Using the States dataset, create a binary outcome variable indicating whether a state voted for Clinton (1) or not (0). Perform a logistic regression with this new variable as the dependent variable and College, HouseholdIncome, and Region as predictors. Create regression tables using both modelsummary and sjPlot. Interpret the odds ratios and assess model fit.

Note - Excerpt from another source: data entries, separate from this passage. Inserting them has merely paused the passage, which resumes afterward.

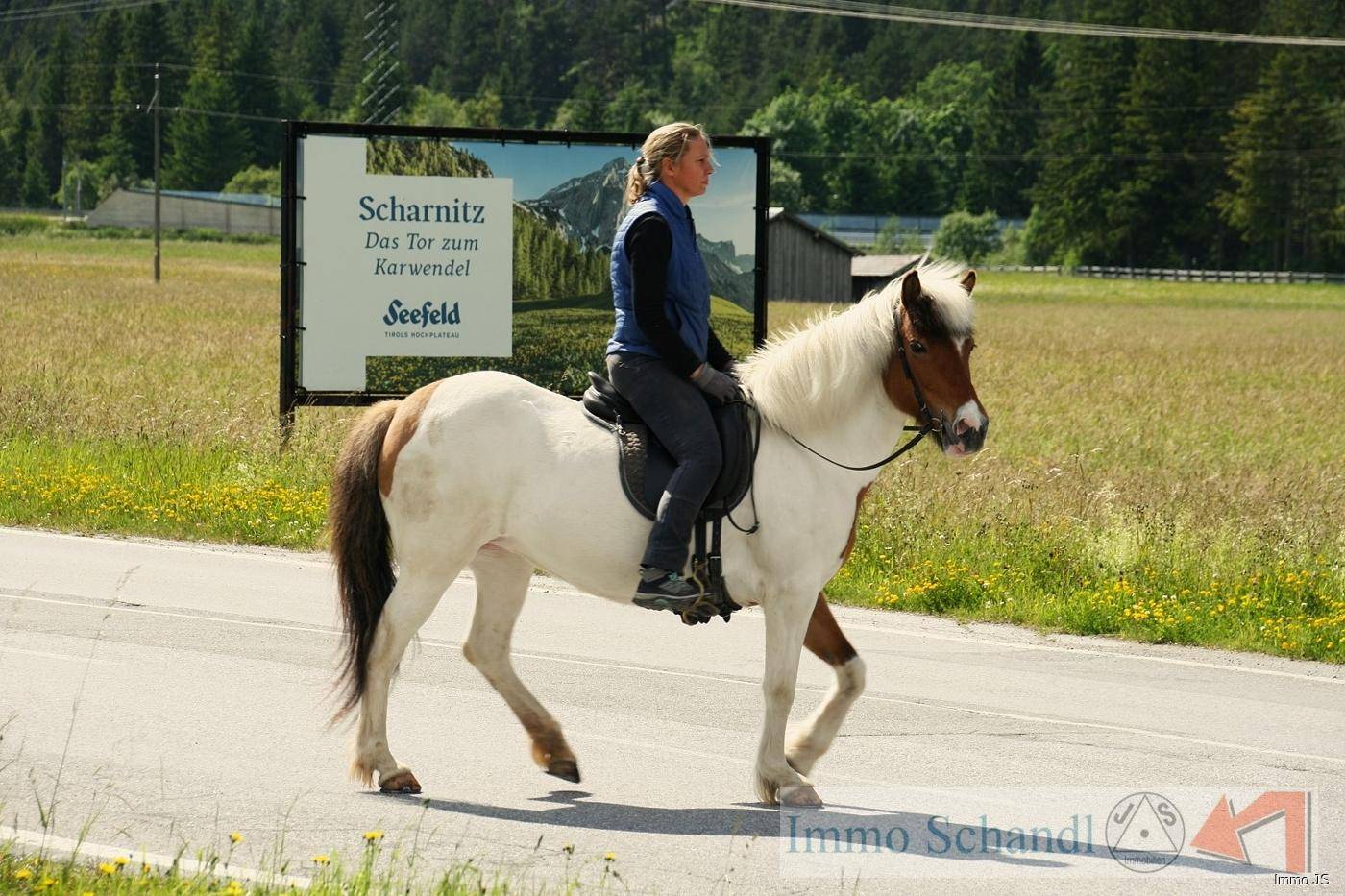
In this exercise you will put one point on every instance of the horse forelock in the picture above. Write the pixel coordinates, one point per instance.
(954, 311)
(807, 375)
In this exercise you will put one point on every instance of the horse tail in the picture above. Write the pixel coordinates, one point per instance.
(360, 545)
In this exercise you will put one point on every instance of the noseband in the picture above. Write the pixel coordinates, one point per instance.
(931, 423)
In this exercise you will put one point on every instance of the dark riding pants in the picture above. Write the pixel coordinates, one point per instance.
(678, 415)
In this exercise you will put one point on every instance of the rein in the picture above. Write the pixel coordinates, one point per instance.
(931, 423)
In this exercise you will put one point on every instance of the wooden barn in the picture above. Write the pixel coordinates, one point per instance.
(874, 272)
(804, 264)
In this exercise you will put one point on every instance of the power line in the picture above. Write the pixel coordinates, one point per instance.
(74, 7)
(884, 12)
(948, 157)
(464, 94)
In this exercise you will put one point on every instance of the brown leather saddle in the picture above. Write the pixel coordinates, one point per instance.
(645, 467)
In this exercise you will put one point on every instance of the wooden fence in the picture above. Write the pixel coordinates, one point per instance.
(1179, 275)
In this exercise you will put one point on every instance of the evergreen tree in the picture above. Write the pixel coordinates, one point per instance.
(206, 144)
(1286, 145)
(15, 148)
(90, 91)
(255, 85)
(46, 141)
(991, 177)
(1075, 195)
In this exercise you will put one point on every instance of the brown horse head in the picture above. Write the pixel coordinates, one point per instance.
(935, 327)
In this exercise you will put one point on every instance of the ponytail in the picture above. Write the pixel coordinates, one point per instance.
(668, 141)
(636, 182)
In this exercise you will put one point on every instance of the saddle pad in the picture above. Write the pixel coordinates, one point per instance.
(645, 466)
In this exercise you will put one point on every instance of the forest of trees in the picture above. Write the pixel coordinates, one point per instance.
(1145, 153)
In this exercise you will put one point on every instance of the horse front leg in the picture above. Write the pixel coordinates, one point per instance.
(786, 623)
(816, 735)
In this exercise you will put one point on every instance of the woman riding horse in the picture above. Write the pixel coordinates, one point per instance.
(663, 354)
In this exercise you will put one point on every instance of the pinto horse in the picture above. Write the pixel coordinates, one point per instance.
(488, 472)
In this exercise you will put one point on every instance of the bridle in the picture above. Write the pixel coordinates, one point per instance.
(931, 423)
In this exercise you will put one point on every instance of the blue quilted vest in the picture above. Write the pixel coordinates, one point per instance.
(688, 303)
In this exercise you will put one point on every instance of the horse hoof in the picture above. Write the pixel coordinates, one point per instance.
(565, 770)
(400, 784)
(802, 797)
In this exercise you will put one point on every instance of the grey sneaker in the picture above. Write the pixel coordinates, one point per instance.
(665, 590)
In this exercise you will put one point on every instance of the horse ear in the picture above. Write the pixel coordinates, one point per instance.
(911, 291)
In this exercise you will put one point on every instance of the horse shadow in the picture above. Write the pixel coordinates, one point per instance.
(577, 811)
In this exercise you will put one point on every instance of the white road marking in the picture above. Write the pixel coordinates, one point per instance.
(49, 842)
(975, 638)
(49, 655)
(925, 704)
(1089, 651)
(564, 588)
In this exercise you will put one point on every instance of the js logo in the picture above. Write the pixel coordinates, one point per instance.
(1145, 832)
(1221, 835)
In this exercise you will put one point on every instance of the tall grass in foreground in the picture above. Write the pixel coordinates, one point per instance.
(370, 871)
(1162, 463)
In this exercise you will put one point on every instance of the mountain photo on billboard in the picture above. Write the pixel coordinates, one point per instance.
(568, 204)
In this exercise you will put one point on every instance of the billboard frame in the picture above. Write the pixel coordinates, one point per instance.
(293, 396)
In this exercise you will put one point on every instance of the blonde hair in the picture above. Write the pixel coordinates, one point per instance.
(669, 141)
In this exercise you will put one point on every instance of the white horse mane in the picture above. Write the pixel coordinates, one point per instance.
(806, 375)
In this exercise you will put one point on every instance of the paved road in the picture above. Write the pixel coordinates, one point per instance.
(167, 694)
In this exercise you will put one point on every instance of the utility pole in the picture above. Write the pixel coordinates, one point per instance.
(154, 104)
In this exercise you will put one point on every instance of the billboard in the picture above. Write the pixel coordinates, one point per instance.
(409, 254)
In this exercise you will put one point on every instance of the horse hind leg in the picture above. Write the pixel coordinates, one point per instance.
(814, 735)
(501, 580)
(419, 590)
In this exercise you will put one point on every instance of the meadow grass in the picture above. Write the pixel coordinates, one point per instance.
(372, 869)
(1162, 463)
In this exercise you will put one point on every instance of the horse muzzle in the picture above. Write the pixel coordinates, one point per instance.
(967, 435)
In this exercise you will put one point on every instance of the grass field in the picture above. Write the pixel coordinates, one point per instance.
(1162, 465)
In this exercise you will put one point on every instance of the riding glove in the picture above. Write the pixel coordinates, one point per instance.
(716, 383)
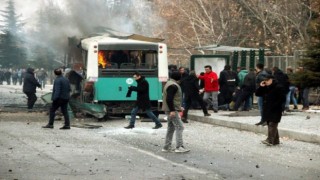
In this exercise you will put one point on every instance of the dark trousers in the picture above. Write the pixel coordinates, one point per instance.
(273, 135)
(243, 96)
(189, 99)
(32, 98)
(63, 104)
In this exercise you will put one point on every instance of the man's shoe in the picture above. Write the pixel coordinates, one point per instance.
(168, 150)
(129, 126)
(259, 123)
(185, 120)
(48, 126)
(181, 149)
(157, 126)
(266, 143)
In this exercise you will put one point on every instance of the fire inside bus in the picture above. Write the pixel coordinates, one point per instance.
(109, 65)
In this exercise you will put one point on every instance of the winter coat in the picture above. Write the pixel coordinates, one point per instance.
(260, 76)
(61, 89)
(211, 82)
(228, 80)
(191, 85)
(273, 98)
(249, 82)
(241, 75)
(282, 79)
(30, 83)
(142, 89)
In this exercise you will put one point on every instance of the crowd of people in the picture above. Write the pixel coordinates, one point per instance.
(231, 90)
(234, 91)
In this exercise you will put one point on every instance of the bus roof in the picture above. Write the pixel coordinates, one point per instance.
(107, 39)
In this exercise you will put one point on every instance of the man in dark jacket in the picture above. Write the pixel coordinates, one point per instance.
(247, 89)
(260, 74)
(143, 101)
(60, 98)
(274, 95)
(29, 88)
(192, 93)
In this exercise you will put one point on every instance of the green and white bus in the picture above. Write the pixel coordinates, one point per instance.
(109, 64)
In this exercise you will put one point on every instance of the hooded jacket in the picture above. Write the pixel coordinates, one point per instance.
(142, 89)
(273, 98)
(30, 83)
(211, 82)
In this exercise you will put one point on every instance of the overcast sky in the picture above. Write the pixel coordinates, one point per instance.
(28, 8)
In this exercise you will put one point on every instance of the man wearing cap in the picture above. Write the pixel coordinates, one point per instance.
(30, 85)
(60, 99)
(143, 101)
(172, 104)
(274, 95)
(260, 74)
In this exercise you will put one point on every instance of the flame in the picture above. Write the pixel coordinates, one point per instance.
(102, 61)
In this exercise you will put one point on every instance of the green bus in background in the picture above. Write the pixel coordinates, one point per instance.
(109, 63)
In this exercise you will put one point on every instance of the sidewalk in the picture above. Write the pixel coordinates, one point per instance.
(298, 125)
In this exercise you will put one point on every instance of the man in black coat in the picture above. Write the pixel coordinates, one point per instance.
(274, 95)
(143, 101)
(29, 88)
(60, 98)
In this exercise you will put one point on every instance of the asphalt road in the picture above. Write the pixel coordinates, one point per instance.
(112, 152)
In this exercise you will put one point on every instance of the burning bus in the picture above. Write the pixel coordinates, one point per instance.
(109, 63)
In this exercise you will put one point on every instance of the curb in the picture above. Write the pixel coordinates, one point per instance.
(300, 136)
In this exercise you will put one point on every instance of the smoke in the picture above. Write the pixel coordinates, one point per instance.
(49, 23)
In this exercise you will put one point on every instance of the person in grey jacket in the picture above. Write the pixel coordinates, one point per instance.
(30, 85)
(60, 98)
(172, 104)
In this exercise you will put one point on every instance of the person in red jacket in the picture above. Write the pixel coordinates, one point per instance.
(211, 87)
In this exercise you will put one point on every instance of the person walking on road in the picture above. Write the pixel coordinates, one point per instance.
(30, 85)
(260, 74)
(172, 104)
(143, 101)
(60, 98)
(192, 94)
(211, 87)
(228, 82)
(274, 95)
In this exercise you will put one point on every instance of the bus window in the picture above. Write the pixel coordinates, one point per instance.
(127, 59)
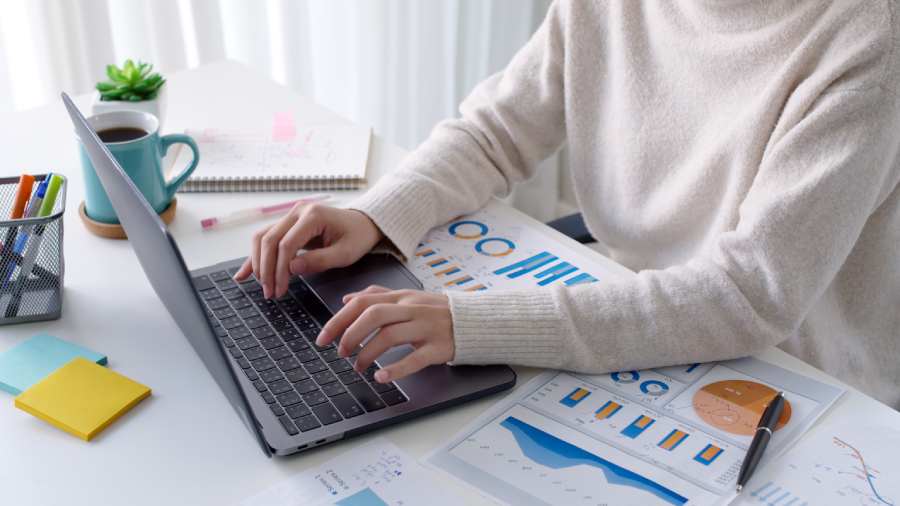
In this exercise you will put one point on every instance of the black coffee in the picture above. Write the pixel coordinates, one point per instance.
(121, 134)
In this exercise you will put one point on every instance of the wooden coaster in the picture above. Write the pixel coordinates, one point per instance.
(115, 230)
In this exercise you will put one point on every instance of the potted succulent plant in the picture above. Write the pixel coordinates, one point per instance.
(131, 87)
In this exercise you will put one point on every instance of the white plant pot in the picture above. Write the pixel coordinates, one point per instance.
(156, 107)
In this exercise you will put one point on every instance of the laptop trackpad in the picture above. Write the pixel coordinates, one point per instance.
(373, 269)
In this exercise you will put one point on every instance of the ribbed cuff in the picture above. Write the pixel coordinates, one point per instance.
(400, 209)
(524, 328)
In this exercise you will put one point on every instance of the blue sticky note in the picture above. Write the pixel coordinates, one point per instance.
(31, 360)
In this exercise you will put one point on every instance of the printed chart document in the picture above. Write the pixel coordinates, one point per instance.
(837, 463)
(501, 248)
(674, 435)
(375, 474)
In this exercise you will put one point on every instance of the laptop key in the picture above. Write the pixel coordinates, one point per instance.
(324, 377)
(248, 312)
(288, 398)
(239, 332)
(281, 386)
(340, 366)
(255, 322)
(288, 425)
(255, 353)
(263, 332)
(366, 396)
(245, 343)
(381, 388)
(219, 276)
(298, 345)
(297, 375)
(280, 353)
(263, 364)
(330, 355)
(347, 406)
(314, 397)
(288, 364)
(219, 303)
(307, 422)
(306, 355)
(271, 375)
(315, 366)
(349, 377)
(327, 414)
(393, 397)
(270, 342)
(202, 283)
(306, 386)
(332, 389)
(297, 410)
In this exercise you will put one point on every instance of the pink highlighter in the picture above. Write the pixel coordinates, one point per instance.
(257, 214)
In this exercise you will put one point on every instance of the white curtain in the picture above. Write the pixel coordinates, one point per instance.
(397, 65)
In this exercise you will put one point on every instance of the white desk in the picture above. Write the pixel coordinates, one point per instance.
(184, 445)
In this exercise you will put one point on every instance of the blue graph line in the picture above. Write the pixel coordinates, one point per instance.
(552, 452)
(560, 274)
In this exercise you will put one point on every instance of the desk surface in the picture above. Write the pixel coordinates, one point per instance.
(184, 445)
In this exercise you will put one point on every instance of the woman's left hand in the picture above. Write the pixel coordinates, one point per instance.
(399, 317)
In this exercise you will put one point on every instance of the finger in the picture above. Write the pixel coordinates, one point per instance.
(268, 255)
(338, 254)
(370, 290)
(374, 317)
(296, 237)
(412, 363)
(386, 338)
(244, 271)
(255, 249)
(347, 315)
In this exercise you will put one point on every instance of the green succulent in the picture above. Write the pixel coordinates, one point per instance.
(132, 83)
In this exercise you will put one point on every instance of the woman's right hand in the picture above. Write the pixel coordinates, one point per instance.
(332, 237)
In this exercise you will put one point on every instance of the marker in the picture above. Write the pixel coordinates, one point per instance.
(7, 259)
(257, 213)
(49, 201)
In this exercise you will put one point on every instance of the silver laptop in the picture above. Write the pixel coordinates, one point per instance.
(291, 394)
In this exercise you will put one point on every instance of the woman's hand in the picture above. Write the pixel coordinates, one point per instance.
(332, 237)
(398, 317)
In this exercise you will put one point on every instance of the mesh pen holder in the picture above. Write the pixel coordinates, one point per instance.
(35, 295)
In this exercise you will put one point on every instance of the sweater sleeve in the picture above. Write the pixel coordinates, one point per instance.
(817, 185)
(509, 123)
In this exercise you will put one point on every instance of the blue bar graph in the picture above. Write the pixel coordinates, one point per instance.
(580, 279)
(552, 270)
(525, 263)
(561, 274)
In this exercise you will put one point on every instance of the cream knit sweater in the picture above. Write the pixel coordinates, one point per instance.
(742, 155)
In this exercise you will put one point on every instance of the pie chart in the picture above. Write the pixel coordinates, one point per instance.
(735, 406)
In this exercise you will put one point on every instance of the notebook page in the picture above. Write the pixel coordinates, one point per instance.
(309, 152)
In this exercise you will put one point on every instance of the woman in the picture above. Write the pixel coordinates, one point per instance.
(742, 155)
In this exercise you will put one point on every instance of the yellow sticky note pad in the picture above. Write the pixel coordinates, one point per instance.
(81, 398)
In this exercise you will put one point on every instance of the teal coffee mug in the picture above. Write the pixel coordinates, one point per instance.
(133, 139)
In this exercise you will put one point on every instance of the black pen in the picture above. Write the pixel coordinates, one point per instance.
(761, 439)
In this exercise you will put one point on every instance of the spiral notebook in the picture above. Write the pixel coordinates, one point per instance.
(287, 157)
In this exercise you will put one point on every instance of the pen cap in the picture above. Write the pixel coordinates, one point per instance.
(773, 412)
(23, 192)
(50, 196)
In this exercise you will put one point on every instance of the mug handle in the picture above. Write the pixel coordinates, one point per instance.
(166, 142)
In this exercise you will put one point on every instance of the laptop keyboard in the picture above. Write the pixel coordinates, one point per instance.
(273, 341)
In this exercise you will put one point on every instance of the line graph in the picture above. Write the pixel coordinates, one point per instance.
(868, 474)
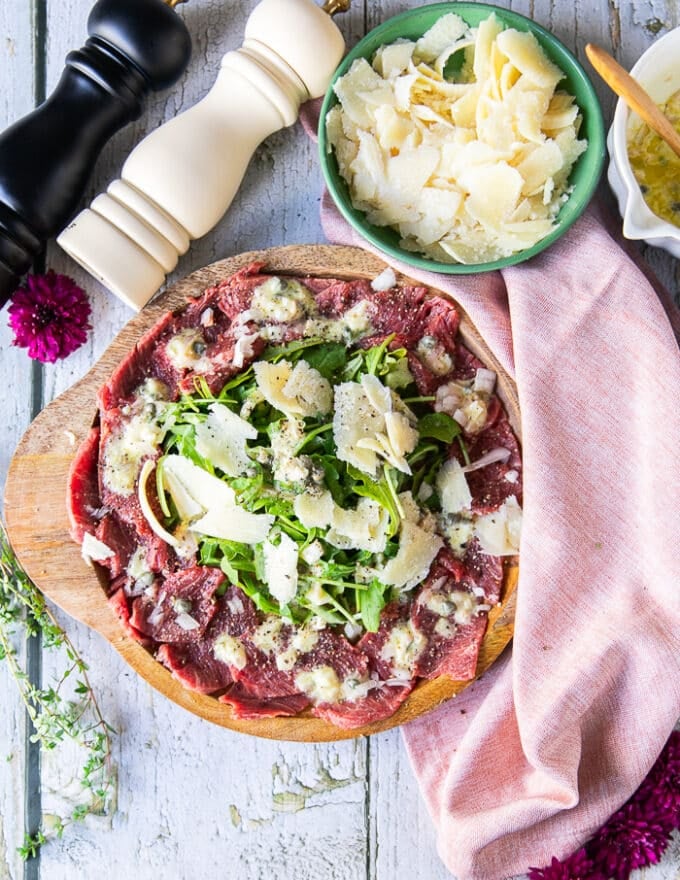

States$Clinton <- abs(as.numeric(States$Elect2016) - 2)
table(States$Clinton)
##
## 0 1
## 30 20
m.logit <- glm(Clinton ~ College+HouseholdIncome+Region, data=States, family=binomial(link="logit"))
summary(m.logit)
##
## Call:
## glm(formula = Clinton ~ College + HouseholdIncome + Region, family = binomial(link = "logit"),
## data = States)
##
## Coefficients:
## Estimate Std. Error z value Pr(>|z|)
## (Intercept) -13.88304 4.57843 -3.032 0.00243 **
## College 0.25390 0.12980 1.956 0.05046 .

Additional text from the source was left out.